Behaviorism

BEHAVIORISM is psychology’s variant on physicalism, the idea that physical events explain all mental or physiological events. It’s the view that all your private thoughts and experiences—moods, dreams, flights of art and fancy, and what philosophers call qualia—are fully reducible to the material activity of your fleshy body (including bio- and electrochemical events within that body).

A strict behaviorist might say “consciousness is an illusion,” but this doesn’t mean that you have no consciousness, only that it’s a subjective view of something better described physically. (Some very extreme behaviorists might deny even the conscious experience, though how this works is somewhat baffling.)

In some circles, any mention of behaviorism is considered fighting words, yet many who decry behaviorism are in fact behaviorists. Are you a behaviorist? Here’s a test: ask yourself about philosophical zombies. Logically, can they be?

A philosophical zombie (p-zombie) doesn’t shamble around and drool. A p-zombie behaves much like you and me. In fact it behaves exactly like you and me, with the same expressions of belief and desire, same fits and rages, down to the finest nuance. It may roll its eyes or sigh in boredom. But it has no mind, no conscious experience, no point of view, no sentience. It feels no pain (though still cries “ouch” if you poke it). Mentally, it is absent. It is as much a robot as your toaster.

Perhaps a p-zombie is physically or technically impossible, but this isn’t the question. René Descartes, for example, thought that all animals were p-zombies. They behave as if they suffer or love, he said, but are clockwork mechanisms with no feelings and so cruelty to animals is impossible. Humans are not p-zombies, he said, because God has endowed our bodies with minds and souls. To Descartes, human p-zombies are physically impossible by God’s mandate, but not a logical impossibility.

The question is: Does a p-zombie entail a logical contradiction? Is a p-zombie a square circle? If you say yes, you are a behaviorist! Obviously. Because pure logic never creates new information, only transforms it in various ways. The statement “Socrates is mortal” says nothing not already contained in “Socrates is a man” and “All men are mortal.” If behavior controverts p-zombism on the grounds of pure logic, subjective consciousness must logically be in that behavior. In short, you’ve just reduced consciousness to physical states. Congratulations, here’s your B.F. Skinner t-shirt.

But what if you say p-zombies are possible in principle? Then you face a deep quandary. Those around you right now might be p-zombies! How do you know they aren’t? Is your mind the only mind in the world? Can you ever escape the insidious trap of solipsism?

No fair trying to push the burden of proof onto the other side: “Prove that they are p-zombies!” This is dishonest. Normally, simpler explanations are better. You’ve admitted that p-zombieism can fully explain your experience of others, without all the extra clutter of subjectivity. So clearly the burden of proof is to show this extra clutter does indeed exist.

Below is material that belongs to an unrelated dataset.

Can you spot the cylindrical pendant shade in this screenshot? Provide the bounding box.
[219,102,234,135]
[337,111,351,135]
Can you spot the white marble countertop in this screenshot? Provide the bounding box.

If you’re an ardent anti-behaviorist, but the idea of p-zombies irks you, don’t despair: the quandary has another exit, which is to recognize that even the most anti-scientific among us view the world scientifically, i.e., in terms of models. Models that work. Models that predict.

Take the tree in your front yard. You may only occasionally experience it directly (see it or touch it), but how useful, how much simpler, to model the tree as existing all the time. It explains a lot: the cracks in your driveway, the leaves you must rake in autumn, all that bird poop on the car. Another classic example is electrons. No one has ever seen an electron. You could, if you wish, “explain” the electro/chemical behavior of matter as a complex net of processes or proclivities. But the atomic theory of matter, which includes electrons, connects all these dots into a tidy picture, predicting new events accurately to many decimal places. So electrons are part of our model of the objective world.

So, surely, is consciousness. Human behavior is complex. Viewing it as a deep web of patterns and interlocking dispositions is difficult and thought-intensive. But the idea of a subjective mind “driving” the behavior allows the picture to resolve to a beautiful simplicity. A simpler simplicity, at least.

It’s not that consciousness isn’t reducible to behavior—it is, in the sense that Bernoulli’s Law is “reducible” to the complex interactions of billions of particles. But why make more work? The model of other minds simplifies things, helps us cling to sanity.

This should be enough to crack the foundation of strict behaviorism. Still, can we toss one bone to the behaviorists because subjective minds aren’t as measurable or quantifiable as hard science would like—certainly not as quantifiable as electrons. So behaviorism may still be best for laboratory psychology, but not for daily life, or for “softer” sciences like psychiatry or sociology.

Consciousness has other problems too (consider the mind-body problem, for example). So don’t think this has been the last word. Can it ever be? Indeed, the mysteries and conundrums of the mind will rise again, like a p- zombie trying to eat your brain. Yum.